AWS VPC JSON Pack
8 minute read
Edge Delta Pipeline Pack for AWS VPC Flow
Overview
The AWS VPC Flow pipeline ensures effective processing of VPC Flow log data, providing insights into network activity and security. It filters, structures, and classifies logs based on actions and status.
Pack Description
1. Data Ingestion
The data flow starts with the compound_input node, which is a compound_input node. This node serves as the entry point into the pipeline, where it begins processing the incoming AWS VPC Flow logs.
2. Omitted Header Data Filtering
Next, logs flow into the omit_header_data node, which is a Regex Filter node. It removes all lines starting with “version” from the data flow.
- name: omit_header_data
type: regex_filter
pattern: ^version
negate: true
The pattern parameter defines a regular expression used to match log lines. The ^ symbol in the regex pattern is an anchor indicating the start of the line, so ^version matches any line that begins with the word “version”. The negate parameter is a boolean that, when set to true, inverts the filtering logic of the node. By default, the Regex Filter node would pass only those log entries that match the specified regex pattern. With negate: true, the node does the opposite: it blocks logs that match the pattern and passes those that do not match.
3. Field Extraction
Once headers are omitted, logs move to the grok_extract_fields node, which is a Grok node. This node uses an Edge Delta supplied pattern to extract fields in the body such as vpc_version, aws_account_id, network_source_ip, etc. and structure them as attributes. By transforming unstructured log data into structured data, this node makes these extracted fields easier to search, analyze, and visualize.
- name: grok_extract_fields
type: grok
pattern:
'%{INT:vpc_version} %{NOTSPACE:aws_account_id} (?:%{NOTSPACE:network_interface}|-)
(?:%{NOTSPACE:network_source_ip}|-) (?:%{NOTSPACE:network_destination_ip}|-)
(?:%{INT:network_client_port}|-) (?:%{INT:network_destination_port}|-) (?:%{NOTSPACE:network_protocol}|-)
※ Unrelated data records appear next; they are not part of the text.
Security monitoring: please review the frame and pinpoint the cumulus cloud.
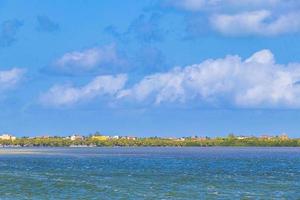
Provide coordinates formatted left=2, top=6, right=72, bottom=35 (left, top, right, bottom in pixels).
left=40, top=74, right=127, bottom=107
left=36, top=15, right=60, bottom=32
left=53, top=45, right=124, bottom=74
left=210, top=10, right=300, bottom=36
left=0, top=19, right=23, bottom=47
left=0, top=68, right=25, bottom=92
left=167, top=0, right=300, bottom=36
left=104, top=13, right=166, bottom=43
left=165, top=0, right=299, bottom=12
left=117, top=50, right=300, bottom=108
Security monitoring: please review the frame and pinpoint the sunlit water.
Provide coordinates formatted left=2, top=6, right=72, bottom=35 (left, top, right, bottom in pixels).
left=0, top=147, right=300, bottom=199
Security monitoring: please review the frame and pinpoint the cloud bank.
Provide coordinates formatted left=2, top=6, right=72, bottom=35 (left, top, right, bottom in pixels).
left=40, top=74, right=127, bottom=107
left=118, top=50, right=300, bottom=108
left=210, top=10, right=300, bottom=36
left=52, top=45, right=125, bottom=74
left=167, top=0, right=300, bottom=36
left=0, top=68, right=25, bottom=92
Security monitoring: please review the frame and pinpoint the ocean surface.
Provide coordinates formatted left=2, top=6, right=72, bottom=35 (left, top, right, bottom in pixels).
left=0, top=147, right=300, bottom=200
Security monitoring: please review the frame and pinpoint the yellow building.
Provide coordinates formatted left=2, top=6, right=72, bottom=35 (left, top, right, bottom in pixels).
left=92, top=135, right=109, bottom=141
left=0, top=134, right=16, bottom=140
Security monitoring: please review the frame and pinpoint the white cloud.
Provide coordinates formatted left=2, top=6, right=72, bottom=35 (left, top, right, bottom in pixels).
left=53, top=45, right=123, bottom=73
left=118, top=50, right=300, bottom=108
left=166, top=0, right=300, bottom=36
left=166, top=0, right=299, bottom=12
left=40, top=74, right=127, bottom=106
left=0, top=68, right=25, bottom=91
left=210, top=10, right=300, bottom=36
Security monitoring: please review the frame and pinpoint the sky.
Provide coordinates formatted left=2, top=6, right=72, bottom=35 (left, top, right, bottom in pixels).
left=0, top=0, right=300, bottom=137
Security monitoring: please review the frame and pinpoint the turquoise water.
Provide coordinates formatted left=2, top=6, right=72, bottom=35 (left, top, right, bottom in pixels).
left=0, top=147, right=300, bottom=199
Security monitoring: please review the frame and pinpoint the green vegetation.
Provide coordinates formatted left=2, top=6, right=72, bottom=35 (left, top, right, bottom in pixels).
left=0, top=135, right=300, bottom=147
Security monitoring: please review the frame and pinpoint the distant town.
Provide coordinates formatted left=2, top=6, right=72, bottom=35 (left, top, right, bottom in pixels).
left=0, top=132, right=300, bottom=147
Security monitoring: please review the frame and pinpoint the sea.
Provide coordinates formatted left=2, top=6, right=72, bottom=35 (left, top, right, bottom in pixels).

(?:%{INT:network_packet}|-) (?:%{INT:network_bytes_written}|-) %{INT:vpc_interval_start}
%{INT:vpc_interval_end} (?:%{WORD:vpc_action}|-) %{WORD:vpc_status}.*'
4. Status-Based Routing
The logs then flow to the skip_nodata node, a Route node. This node routes logs based on the vpc_status attribute: logs where vpc_status is not “NODATA” are routed to the next processing phase. While “NODATA” logs are sent on the default unmatched path to the other_logs output.
- name: skip_nodata
type: route
paths:
- path: all_non_nodata
condition: item["attributes"]["vpc_status"] != "NODATA"
exit_if_matched: true
The condition parameter uses the Common Expression Language (CEL) to evaluate log entries. It checks if item["attributes"]["vpc_status"] is not equal to “NODATA”. The exit_if_matched parameter is set to true, meaning that if this condition is met, the log entry is immediately routed through the specified path (all_non_nodata), and no further conditions are evaluated.
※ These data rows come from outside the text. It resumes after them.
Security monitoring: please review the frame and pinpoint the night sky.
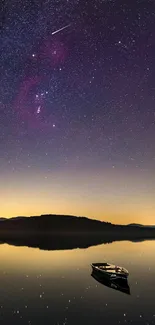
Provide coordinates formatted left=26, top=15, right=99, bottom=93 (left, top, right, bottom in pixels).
left=0, top=0, right=155, bottom=224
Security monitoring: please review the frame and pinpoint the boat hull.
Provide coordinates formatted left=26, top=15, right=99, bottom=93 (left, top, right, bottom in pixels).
left=91, top=263, right=129, bottom=280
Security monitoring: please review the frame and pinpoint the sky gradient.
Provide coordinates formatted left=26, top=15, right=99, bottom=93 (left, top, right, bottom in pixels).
left=0, top=0, right=155, bottom=224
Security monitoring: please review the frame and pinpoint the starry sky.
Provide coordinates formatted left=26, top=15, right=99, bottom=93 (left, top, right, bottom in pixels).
left=0, top=0, right=155, bottom=224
5. Timestamp Transformation
The log_transform_timestamp node, a Log Transform node, updates the log entries by converting the vpc_interval_end attribute to a Unix Milliseconds format and inserting it into the item["timestamp"] field using the Edge Delta convert_timestamp macro. This ensures that the original log timestamp is used for the log, rather than the timestamp generated by Edge Delta when the agent ingested the log.
- name: log_transform_timestamp
type: log_transform
transformations:
- field_path: item["timestamp"]
operation: upsert
value:
convert_timestamp(item["attributes"]["vpc_interval_end"], "Unix Second",
"Unix Milli")
6. Action-Based Routing
Logs are subsequently processed by the action_router node, another Route node. This node routes logs based on the vpc_action attribute:
- name: action_router
type: route
paths:
- path: rejected
condition: item["attributes"]["vpc_action"] == "REJECT"
exit_if_matched: true
- path: accepted
condition: item["attributes"]["vpc_action"] == "ACCEPT"
exit_if_matched: true
- Logs with
vpc_actionset to “REJECT” are routed to therejected_l2mand rejected_logs nodes. - Logs with
vpc_actionset to “ACCEPT” are routed to theaccepted_l2mand accepted_logs nodes. - Logs that do not match either condition are routed to the
other_logsnode.
Similar to the skip_nodata node, the action_router node uses the condition parameter to route logs based on CEL expressions. The paths parameter defines multiple routes, while exit_if_matched: true ensures that once a condition is met, no further conditions are evaluated for that log entry.
This classification allows you to differentiate between accepted and rejected requests, which helps in isolating and investigating network security events. By routing logs based on specific actions, you can streamline your monitoring processes and focus on logs that are most relevant to network security, ensuring quicker identification and resolution of issues.
7. Log to Metric Conversion for Accepted Logs
Accepted logs pass through the accepted_l2m node, which is a Log to Metric node. This node tracks and reports metrics such as the sum and count of network bytes written, network packets, and the duration of the VPC interval (end - start).
- name: accepted_l2m
type: log_to_metric
pattern: .*
interval: 1m0s
skip_empty_intervals: false
only_report_nonzeros: false
metric_name: vpc_accepted
dimension_groups:
- field_dimensions:
- item["attributes"]["network_source_ip"]
- item["attributes"]["network_destination_ip"]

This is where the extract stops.